Previously, Alphabet spun out SandboxAQ in March 2022, Reuters reported. At this time, SandboxAQ also named former Google CEO Eric Schmidt as its chairman.
A Closer Look at SandboxAQ's Cybersecurity Software
SandboxAQ is developing cybersecurity software designed to help organizations move from "current public-key cryptography algorithms to replacement algorithms that are resistant to quantum computer-based attacks," according to the company.
Organizations will be able to use SandboxAQ's software to monitor their cryptographic security posture and deploy and enforce quantum-resistant cryptography protocols to secure their data, the company noted. The software analyzes an organization's IT systems to identify what parts use old cryptography, CEO Jack Hidary told Reuters. It then identifies which of these parts need to be replaced so organizations can encrypt their systems and protect them against cyberattacks.
Cybersecurity Software for Quantum Computing
Interest in cybersecurity software for quantum computing has been increasing, and this trend appears likely to continue in the foreseeable future.
The U.S. Air Force in January 2023 awarded a $1.2 million contract to SandboxAQ. Under the terms of the agreement, SandboxAQ will develop a prototype of a quantum navigation system to "safeguard navigation" for Air Force pilots, the company noted.

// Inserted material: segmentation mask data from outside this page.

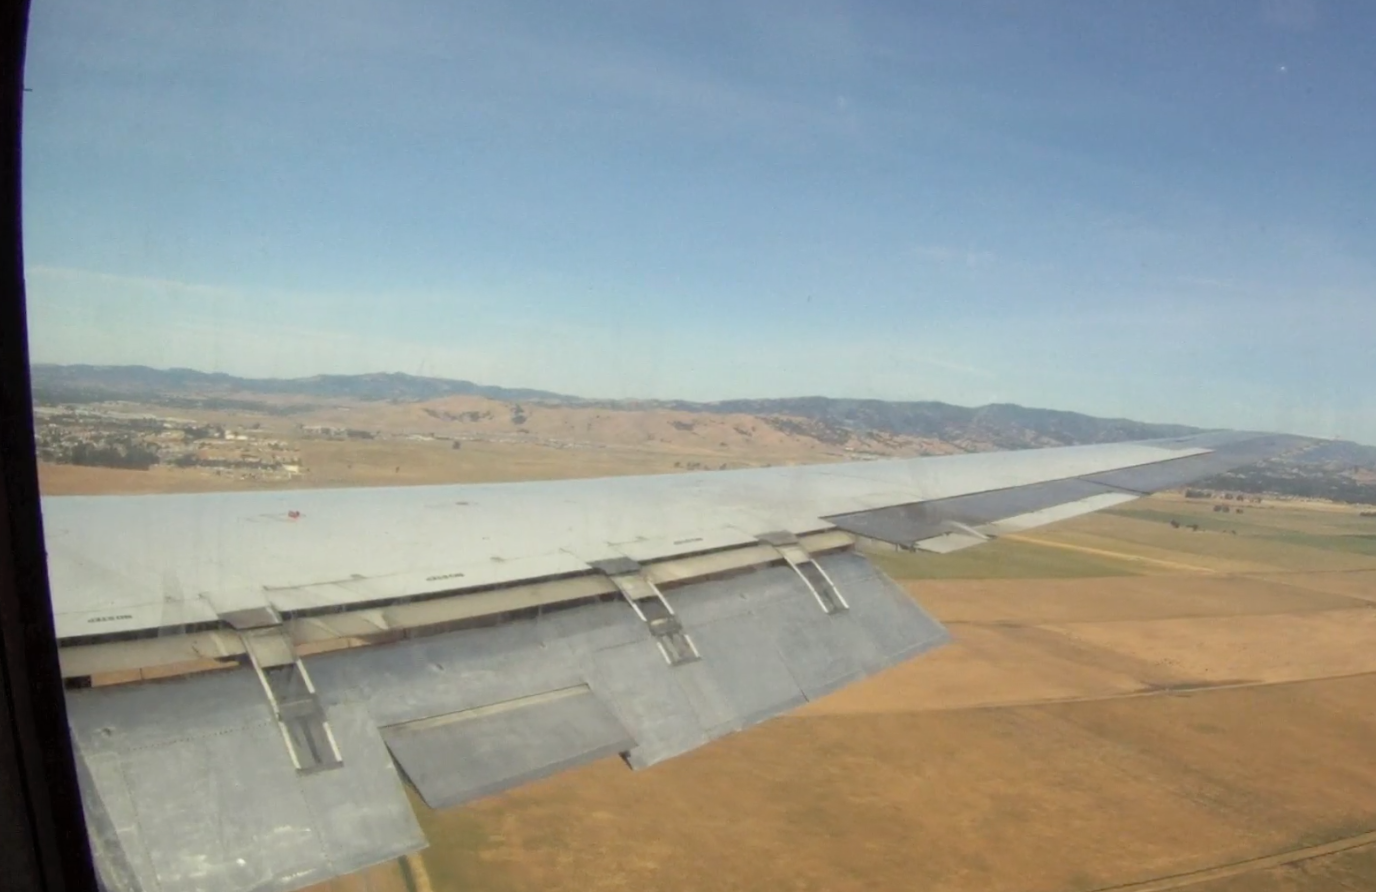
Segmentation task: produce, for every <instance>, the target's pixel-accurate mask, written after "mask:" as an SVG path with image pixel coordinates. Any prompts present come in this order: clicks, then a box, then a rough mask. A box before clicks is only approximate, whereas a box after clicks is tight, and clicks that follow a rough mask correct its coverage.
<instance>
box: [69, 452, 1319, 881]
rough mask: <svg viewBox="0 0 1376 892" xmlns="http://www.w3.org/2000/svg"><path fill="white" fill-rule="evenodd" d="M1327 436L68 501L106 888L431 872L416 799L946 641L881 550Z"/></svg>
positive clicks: (1011, 521)
mask: <svg viewBox="0 0 1376 892" xmlns="http://www.w3.org/2000/svg"><path fill="white" fill-rule="evenodd" d="M1304 442H1306V440H1302V439H1299V438H1289V436H1276V435H1251V434H1210V435H1200V436H1194V438H1181V439H1171V440H1153V442H1141V443H1115V445H1102V446H1075V447H1060V449H1044V450H1026V452H1014V453H984V454H969V456H951V457H933V458H915V460H894V461H870V463H849V464H841V465H810V467H790V468H765V469H749V471H736V472H713V474H684V475H669V476H649V478H615V479H599V480H560V482H549V483H520V485H483V486H425V487H400V489H355V490H296V491H264V493H215V494H194V496H138V497H50V498H45V500H44V505H43V509H44V523H45V527H47V534H48V551H50V555H48V563H50V577H51V584H52V592H54V611H55V618H56V625H58V633H59V639H61V640H59V646H61V648H59V655H61V659H62V668H63V675H65V676H66V677H67V679H69V683H70V688H72V690H70V691H69V695H67V699H69V714H70V723H72V730H73V739H74V742H76V750H77V756H78V767H80V776H81V786H83V796H84V800H85V807H87V819H88V825H89V827H91V834H92V840H94V847H95V852H96V860H98V867H99V873H100V878H102V882H103V884H105V885H106V886H107V888H110V889H118V891H121V892H122V891H129V892H133V891H147V892H153V891H158V892H183V891H186V892H190V891H191V889H205V891H211V892H219V891H222V889H223V891H226V892H230V891H234V892H239V891H244V889H261V891H272V892H286V891H289V889H296V888H300V886H304V885H308V884H312V882H318V881H321V880H326V878H329V877H333V875H338V874H344V873H350V871H354V870H358V869H361V867H365V866H367V864H372V863H378V862H383V860H387V859H391V858H396V856H398V855H402V853H406V852H411V851H416V849H418V848H422V847H424V845H425V840H424V837H422V834H421V831H420V829H418V826H417V823H416V819H414V816H413V814H411V811H410V807H409V804H407V801H406V796H405V792H403V781H409V782H410V783H411V785H413V786H414V787H416V790H417V792H418V793H420V796H421V797H422V798H424V800H425V801H427V803H428V804H429V805H431V807H435V808H446V807H453V805H458V804H462V803H465V801H471V800H473V798H477V797H483V796H490V794H494V793H498V792H501V790H506V789H510V787H513V786H517V785H522V783H526V782H530V781H534V779H538V778H542V776H548V775H550V774H555V772H559V771H563V769H566V768H571V767H574V765H579V764H585V763H588V761H592V760H597V758H604V757H607V756H612V754H621V756H622V757H623V758H625V761H626V763H627V764H629V765H630V767H633V768H644V767H648V765H654V764H655V763H659V761H662V760H666V758H670V757H673V756H677V754H680V753H684V752H687V750H691V749H695V747H698V746H702V745H705V743H707V742H710V741H713V739H716V738H720V736H722V735H725V734H729V732H732V731H739V730H742V728H746V727H749V725H751V724H755V723H758V721H762V720H765V719H769V717H771V716H777V714H780V713H783V712H787V710H790V709H793V708H795V706H798V705H801V703H804V702H806V701H809V699H813V698H817V697H821V695H824V694H827V692H830V691H834V690H837V688H839V687H842V686H845V684H849V683H852V681H854V680H857V679H861V677H866V676H868V675H872V673H875V672H879V670H882V669H885V668H886V666H892V665H894V663H897V662H901V661H904V659H908V658H911V657H914V655H916V654H921V652H923V651H926V650H930V648H933V647H937V646H938V644H941V643H944V641H945V640H947V639H948V636H947V632H945V629H944V628H943V626H941V625H940V624H938V622H937V621H934V619H933V618H932V617H930V615H927V614H926V613H925V611H923V610H922V608H921V607H919V606H918V604H916V603H915V602H914V600H912V599H911V597H910V596H908V595H907V593H905V592H904V591H903V589H901V588H899V586H897V585H894V584H893V582H892V581H890V580H888V578H886V577H885V575H883V574H882V573H879V571H878V570H877V569H875V567H874V566H872V564H871V563H870V562H868V560H867V559H866V557H864V556H863V553H860V551H857V544H863V542H864V541H871V542H885V544H888V545H890V546H894V548H916V549H926V551H933V552H945V551H954V549H958V548H965V546H969V545H976V544H978V542H982V541H987V540H989V538H995V537H998V535H1002V534H1004V533H1009V531H1015V530H1024V529H1031V527H1035V526H1040V524H1043V523H1051V522H1055V520H1060V519H1065V518H1071V516H1076V515H1080V513H1086V512H1088V511H1097V509H1101V508H1106V507H1110V505H1115V504H1121V502H1124V501H1130V500H1132V498H1137V497H1141V496H1142V494H1146V493H1152V491H1157V490H1160V489H1168V487H1174V486H1181V485H1183V483H1187V482H1190V480H1193V479H1198V478H1203V476H1207V475H1211V474H1216V472H1221V471H1225V469H1229V468H1233V467H1238V465H1243V464H1248V463H1252V461H1258V460H1260V458H1266V457H1269V456H1276V454H1281V453H1284V452H1288V450H1293V449H1298V447H1302V446H1303V445H1304ZM111 681H116V683H117V684H111Z"/></svg>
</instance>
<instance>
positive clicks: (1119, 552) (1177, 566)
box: [1000, 534, 1265, 575]
mask: <svg viewBox="0 0 1376 892" xmlns="http://www.w3.org/2000/svg"><path fill="white" fill-rule="evenodd" d="M1000 538H1004V540H1009V541H1013V542H1024V544H1026V545H1043V546H1046V548H1061V549H1065V551H1075V552H1083V553H1086V555H1098V556H1101V557H1113V559H1116V560H1134V562H1142V563H1152V564H1159V566H1161V567H1174V569H1175V570H1189V571H1190V573H1205V574H1208V575H1226V574H1227V573H1229V571H1226V570H1215V569H1214V567H1200V566H1196V564H1187V563H1181V562H1178V560H1163V559H1161V557H1146V556H1145V555H1130V553H1127V552H1115V551H1109V549H1106V548H1090V546H1088V545H1072V544H1069V542H1053V541H1051V540H1044V538H1036V537H1032V535H1020V534H1011V535H1003V537H1000ZM1234 573H1265V570H1258V571H1254V570H1241V571H1234Z"/></svg>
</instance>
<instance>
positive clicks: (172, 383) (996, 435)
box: [33, 365, 1198, 449]
mask: <svg viewBox="0 0 1376 892" xmlns="http://www.w3.org/2000/svg"><path fill="white" fill-rule="evenodd" d="M33 390H34V396H36V398H37V399H39V402H45V403H56V402H66V403H72V402H98V401H106V399H129V401H139V402H164V403H166V402H171V405H187V403H189V401H195V402H200V403H205V402H213V403H217V405H224V406H226V407H233V406H234V405H239V406H242V407H250V405H248V403H249V402H250V401H246V399H245V396H250V395H274V396H300V398H305V399H315V401H329V399H355V401H428V399H438V398H442V396H458V395H462V396H484V398H488V399H497V401H502V402H545V403H563V405H585V406H604V407H608V409H673V410H680V412H702V413H740V414H754V416H766V417H768V416H787V417H794V418H806V420H809V421H815V423H817V424H816V425H813V429H820V431H823V432H826V429H835V431H882V432H889V434H904V435H911V436H926V438H932V439H940V440H945V442H951V443H956V445H962V446H966V447H969V449H989V447H993V449H1025V447H1032V446H1054V445H1069V443H1106V442H1116V440H1128V439H1149V438H1154V436H1179V435H1185V434H1192V432H1196V431H1197V429H1198V428H1192V427H1185V425H1179V424H1146V423H1142V421H1131V420H1127V418H1097V417H1093V416H1087V414H1079V413H1075V412H1057V410H1051V409H1028V407H1024V406H1014V405H1009V403H1000V405H992V406H981V407H977V409H970V407H966V406H954V405H949V403H944V402H890V401H881V399H832V398H827V396H799V398H784V399H729V401H722V402H688V401H592V399H583V398H579V396H571V395H568V394H556V392H552V391H541V390H530V388H510V387H493V385H487V384H475V383H473V381H458V380H449V379H435V377H418V376H413V374H400V373H377V374H318V376H314V377H303V379H242V377H235V376H233V374H223V373H206V372H197V370H194V369H150V368H147V366H89V365H36V366H34V368H33ZM169 398H171V399H169ZM252 407H259V409H260V407H261V406H257V405H253V406H252Z"/></svg>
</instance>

Furthermore, President Biden in May 2022 signed two executive orders that address quantum computing cybersecurity risks. One of these orders, the National Security Memorandum, established a policy to promote quantum computing-related education programs and workforce development initiatives.
The other order requires the National Quantum Initiative Advisory Committee to keep Congress, federal departments and agencies and the general public up to date on quantum computing developments.
Meanwhile, National Institute of Standards and Technology (NIST) in 2022 selected new cryptography standards to boost security on quantum computers. This could lead more organizations and governments to consider cybersecurity technologies for quantum computing.